Erken Türk Modernleşmesinin Kaynakları 1) Pozitivizm ve Ampirist Bilgi. 1885’te İttihad ve Terakki Cemiyeti’nin kurulmasıyla Osmanlı modernleşmesi erken dönemini tamamlar. Uzun mücadelelerden sonra Anayasa ilan edilmiş (1876) ve II. Abdülhamid ile birlikte kurumsal modernleşme süreci hızlanmıştır. Bunun toplumsal sonuçları sonraki yıllarda görülecektir. Anayasa askıya alınsa bilinse bile özgürlük düşüncesi aydınlar arasında yok olmamıştır. En somut gösterge 1885’te Tıbbiye’de öğrencilerin bir araya gelip, Osmanlı İttihat ve Terakki Cemiyeti’ni kurarak mücadeleye başlamışlardır.

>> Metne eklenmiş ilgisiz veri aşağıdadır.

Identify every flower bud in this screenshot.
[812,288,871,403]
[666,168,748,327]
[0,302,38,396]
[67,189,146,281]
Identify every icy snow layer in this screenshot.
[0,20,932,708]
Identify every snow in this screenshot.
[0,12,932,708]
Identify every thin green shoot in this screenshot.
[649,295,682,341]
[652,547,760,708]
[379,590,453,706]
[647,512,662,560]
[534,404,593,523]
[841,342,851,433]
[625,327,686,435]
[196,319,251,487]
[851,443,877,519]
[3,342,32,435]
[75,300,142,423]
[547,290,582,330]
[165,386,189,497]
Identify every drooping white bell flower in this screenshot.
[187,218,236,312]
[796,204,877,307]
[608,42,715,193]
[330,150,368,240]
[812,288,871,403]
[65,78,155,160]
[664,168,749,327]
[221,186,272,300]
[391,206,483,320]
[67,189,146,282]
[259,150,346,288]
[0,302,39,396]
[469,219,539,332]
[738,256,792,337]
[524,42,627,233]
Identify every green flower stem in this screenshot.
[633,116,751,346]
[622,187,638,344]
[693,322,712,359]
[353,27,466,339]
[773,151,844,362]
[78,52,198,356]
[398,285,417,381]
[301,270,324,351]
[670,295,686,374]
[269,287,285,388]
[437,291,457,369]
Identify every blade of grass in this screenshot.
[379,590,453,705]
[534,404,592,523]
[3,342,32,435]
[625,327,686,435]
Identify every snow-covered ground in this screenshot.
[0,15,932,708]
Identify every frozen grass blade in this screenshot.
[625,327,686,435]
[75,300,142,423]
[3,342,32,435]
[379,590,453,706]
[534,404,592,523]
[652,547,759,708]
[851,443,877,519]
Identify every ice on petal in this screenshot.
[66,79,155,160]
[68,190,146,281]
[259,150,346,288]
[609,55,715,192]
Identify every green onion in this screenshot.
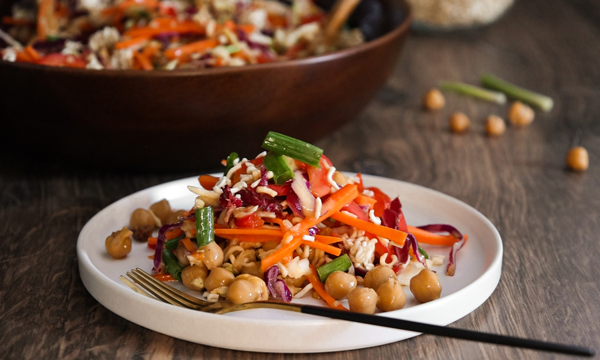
[196,206,215,247]
[224,153,240,176]
[317,254,352,283]
[481,74,554,111]
[263,151,294,185]
[440,82,506,104]
[262,131,323,167]
[165,235,185,251]
[163,249,183,281]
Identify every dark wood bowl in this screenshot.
[0,0,410,170]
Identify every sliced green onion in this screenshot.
[165,235,185,251]
[481,74,554,111]
[224,153,240,176]
[262,131,323,167]
[196,206,215,247]
[263,151,294,185]
[317,254,352,283]
[163,249,183,281]
[440,81,506,104]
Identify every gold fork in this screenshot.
[120,268,595,356]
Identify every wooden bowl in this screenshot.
[0,0,410,170]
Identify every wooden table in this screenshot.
[0,0,600,359]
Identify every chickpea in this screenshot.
[104,226,133,259]
[377,279,406,311]
[348,288,377,314]
[485,115,506,136]
[410,269,442,302]
[363,265,396,291]
[163,210,184,225]
[567,146,590,171]
[423,89,446,111]
[150,199,173,225]
[449,112,471,134]
[508,101,535,127]
[325,271,356,300]
[129,209,156,241]
[204,268,235,291]
[198,241,223,270]
[181,265,208,291]
[227,274,269,304]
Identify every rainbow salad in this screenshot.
[0,0,365,70]
[106,132,467,313]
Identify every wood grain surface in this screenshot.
[0,0,600,360]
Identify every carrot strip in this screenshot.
[315,235,342,245]
[179,238,196,253]
[219,235,281,242]
[307,265,348,310]
[215,228,283,238]
[408,226,460,246]
[152,274,175,281]
[133,51,154,70]
[165,39,219,60]
[331,212,407,246]
[115,36,149,49]
[354,194,377,210]
[302,240,342,256]
[198,175,219,190]
[260,236,302,271]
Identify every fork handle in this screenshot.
[300,305,595,356]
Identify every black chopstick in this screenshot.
[301,305,595,356]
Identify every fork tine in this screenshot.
[126,271,186,307]
[131,268,213,306]
[127,270,202,310]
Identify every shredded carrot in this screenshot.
[115,36,149,49]
[179,238,196,253]
[198,175,219,190]
[148,237,158,249]
[133,51,154,71]
[302,240,342,256]
[152,274,175,281]
[315,235,342,245]
[165,39,219,60]
[260,235,302,271]
[307,265,348,310]
[354,194,377,210]
[408,226,460,246]
[215,228,283,237]
[331,212,407,245]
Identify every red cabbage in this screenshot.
[286,189,304,219]
[273,280,292,302]
[392,234,427,269]
[418,224,465,276]
[239,188,283,214]
[152,213,196,272]
[265,265,279,298]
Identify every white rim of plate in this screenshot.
[77,175,503,353]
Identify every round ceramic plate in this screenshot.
[77,175,502,353]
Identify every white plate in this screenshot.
[77,175,502,353]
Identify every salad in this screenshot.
[106,132,468,314]
[0,0,365,70]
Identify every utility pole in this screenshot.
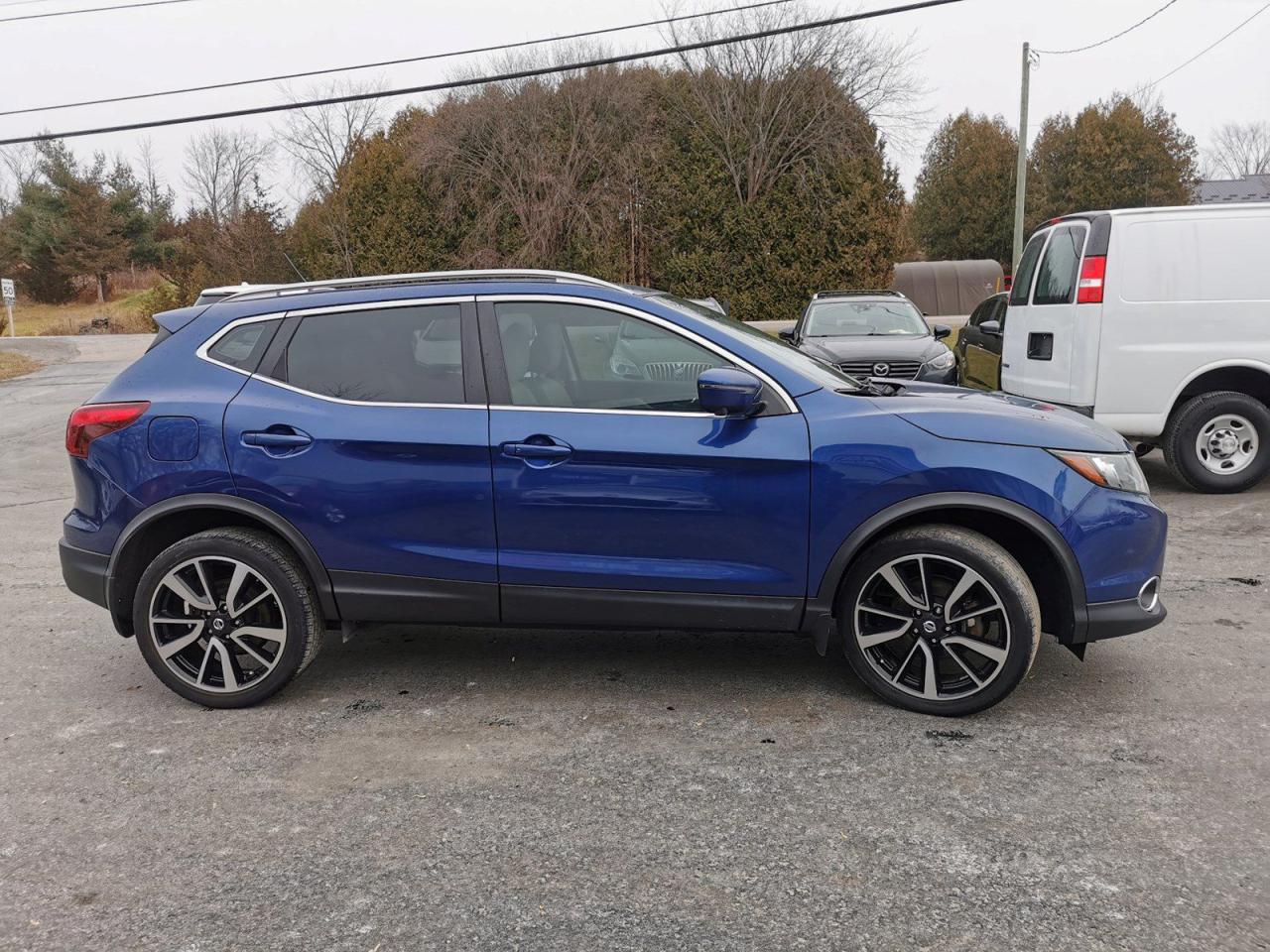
[1010,44,1031,277]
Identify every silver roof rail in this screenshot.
[222,268,626,300]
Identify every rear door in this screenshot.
[480,296,811,630]
[225,298,498,622]
[1001,221,1097,407]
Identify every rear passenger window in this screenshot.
[286,303,463,404]
[1033,225,1084,304]
[207,318,282,373]
[1010,232,1045,304]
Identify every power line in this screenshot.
[0,0,799,115]
[1140,4,1270,92]
[1035,0,1178,56]
[0,0,194,23]
[0,0,961,146]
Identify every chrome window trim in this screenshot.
[476,294,799,416]
[194,295,477,410]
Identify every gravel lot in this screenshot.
[0,337,1270,952]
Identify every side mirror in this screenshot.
[698,367,763,416]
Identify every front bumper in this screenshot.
[58,539,110,608]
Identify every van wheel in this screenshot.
[132,528,323,707]
[837,526,1040,717]
[1163,390,1270,493]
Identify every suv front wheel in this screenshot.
[838,526,1040,717]
[132,528,323,707]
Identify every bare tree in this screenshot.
[186,127,273,225]
[672,8,921,203]
[283,81,382,195]
[1204,122,1270,178]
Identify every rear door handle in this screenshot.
[242,426,314,456]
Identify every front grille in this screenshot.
[838,361,922,380]
[644,361,713,381]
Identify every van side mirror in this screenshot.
[698,367,763,416]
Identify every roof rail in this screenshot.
[812,289,904,300]
[215,268,625,300]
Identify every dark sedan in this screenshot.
[956,295,1010,390]
[781,291,956,384]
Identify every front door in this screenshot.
[480,298,809,630]
[225,298,498,622]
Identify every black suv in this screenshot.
[780,291,956,384]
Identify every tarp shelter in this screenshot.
[890,260,1004,317]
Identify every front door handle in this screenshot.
[499,432,572,466]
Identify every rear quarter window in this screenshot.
[1033,225,1085,304]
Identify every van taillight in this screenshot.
[1076,255,1107,304]
[66,400,150,458]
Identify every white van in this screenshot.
[1001,203,1270,493]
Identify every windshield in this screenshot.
[803,300,931,337]
[654,294,865,390]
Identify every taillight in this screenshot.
[66,400,150,458]
[1076,255,1107,304]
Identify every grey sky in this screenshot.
[0,0,1270,210]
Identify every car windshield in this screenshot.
[653,294,866,390]
[803,300,931,337]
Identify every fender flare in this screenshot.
[808,493,1088,643]
[105,493,339,627]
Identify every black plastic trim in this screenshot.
[807,493,1088,644]
[1084,598,1169,641]
[58,539,110,608]
[330,568,498,625]
[105,493,339,629]
[502,585,803,632]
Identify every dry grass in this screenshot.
[0,292,154,336]
[0,350,42,380]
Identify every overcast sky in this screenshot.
[0,0,1270,207]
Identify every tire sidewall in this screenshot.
[132,534,310,707]
[1171,393,1270,493]
[837,527,1040,717]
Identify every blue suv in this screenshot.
[61,272,1166,715]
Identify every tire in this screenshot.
[132,528,323,707]
[837,526,1040,717]
[1163,390,1270,493]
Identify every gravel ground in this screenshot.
[0,337,1270,952]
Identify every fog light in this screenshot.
[1138,575,1160,612]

Kaynaklar Bu hareket, temelde pozitivist ve ampirist anlayıştan beslenir. Pozitivizm, duyularımızla algıladığımızın biliminin yapılmasına önem verir. Temelde evrimcidir, belirli bir düzen içinde toplumun değişmesini öngörür. Ampirizm ise yine görüngüler üzerinde yoğunlaşan, deneyi ve gözlemi merkeze alan bir bir anlayıştır. Bu anlayışlara göre toplum da bir organizma gibi incelenebilir, dönüştürülebilir. Toplumu bir organizma gibi ele alır bu yaklaşımlar. Bu düşünceye göre, pozitif bilimler ve ampirik yaklaşım toplumsal dönüşümün anahtarıdır.

Kaynaklar 2) Değişim-Aynılık: Batı modernleşmesinde eskilik ve yenilik savaşı daha keskindir. Bu savaşta aydınlar ya eskici ya yenici konumda yer almışlardır. Oysa Osmanlı modernleşmesinde durum böyle değildir. Özellikle Osmanlı-Türk modernleşmesinin başlangıç döneminde eski-yeni kavgası benzer bir özellik göstermez. Yeniler eskiye olan bağlılıklarını dile getirirler. Eskinin ayağa kaldırılması, yeniden atağa geçmesi için yenileşmenin gerekliliği savunulmaktadır. Yenilik, Cumhuriyet modernleşmesine kadar hiçbir şekilde kopuş olarak ele alınmamıştır. Cumhuriyet modernleşmesi bu anlamda kopuşu temsil eder. Toplumun nizam içinde tedricen yani yavaş yavaş değişmesi esastır Cumhuriyet modernleşmesine kadar. Düzen içinde ilerleme ise pozitivizmin temelidir.